Yesterday was insane. Not a completely bad insane, just full and pulled in a lot of directions. In some ways it was good that my TV night ended up being reruns, it gave me the opportunity to have a good talk with my hubby. Something we both needed.
But another reason why I didn't write my Thankful Thursday post yesterday was because I couldn't. I was struggling to find the words, to find the thanks. As I have been learning so much about God's desire and plan for marriage in our women's bible study, I am also struck with how broken this area of life is for so many people. I am trying to help a friend through an incredibly hard situation. My heart aches. I hate all the pain and the hardship she is enduring, with no visible end in sight. I was feeling pretty hopeless after talking with her yesterday and was thinking that I didn't even know what to thank God for in this situation.
I have also been struggling with parenting Jesse (which I alluded to in my Monday post) and I feel like I am running out of wisdom and ways to relate to him. We are waiting on insurance approval (FOREVER!) to get him assessed for ADHD and I think I also want to explore some of the Asperger's type symptoms we see sometimes. I am at the point where I just need help and I think that getting some sort of diagnosis will help us get the resources we need- we have exhausted everything else.

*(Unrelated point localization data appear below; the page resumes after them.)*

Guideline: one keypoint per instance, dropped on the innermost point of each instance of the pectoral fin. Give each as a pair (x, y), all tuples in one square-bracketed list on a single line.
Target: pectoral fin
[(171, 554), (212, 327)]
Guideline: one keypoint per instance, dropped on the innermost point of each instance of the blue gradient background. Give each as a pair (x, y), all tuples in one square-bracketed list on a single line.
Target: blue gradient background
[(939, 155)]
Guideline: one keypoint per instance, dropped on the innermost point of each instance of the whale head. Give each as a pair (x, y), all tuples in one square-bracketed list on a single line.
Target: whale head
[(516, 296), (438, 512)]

Then today I went to Jesse's school, like I do every Friday, for lunchroom duty and I met one of my neighbors, who was also doing lunch duty. We got to talking and I asked her why her two sons didn't ride the bus to school (Jesse is the only one from our neighborhood on his bus) and she responded, "My older son has ADHD and Asperger's and it is just not the best situation for him." I had to hold back my amazement at the irony. God took care of me this afternoon. He sent this mother to me to encourage me, to give me great resources and to let me know that I am not alone. I left school feeling a little something like hopeful.
Despite my faithlessness, despite the brokenness and the heartache, I continue to give thanks because these are the places to see God and to know him.....
the opportunity to glorify God with my marriage
the prayers of friends
laughter and this quote from a friend, "There's not going to be a scale [in heaven], not if Jesus is involved." Amen.
a God who binds up the broken
a long talk with Matt
having him hold me close
comfort at the end of a hard day
a big bear hug from Jesse when he saw me at school
seeing him interact with his friends at lunch
a God of hope, who fills me with hope
the wisdom of those who have gone before
therapy groups that teach kids social skills (!)
God's tender care for me
his spirit in me, drawing out the thanks
time to myself this afternoon (thanks Bek!)
May the God of hope fill you with all joy and peace as you trust in him, so that you may overflow with hope by the power of the Holy Spirit.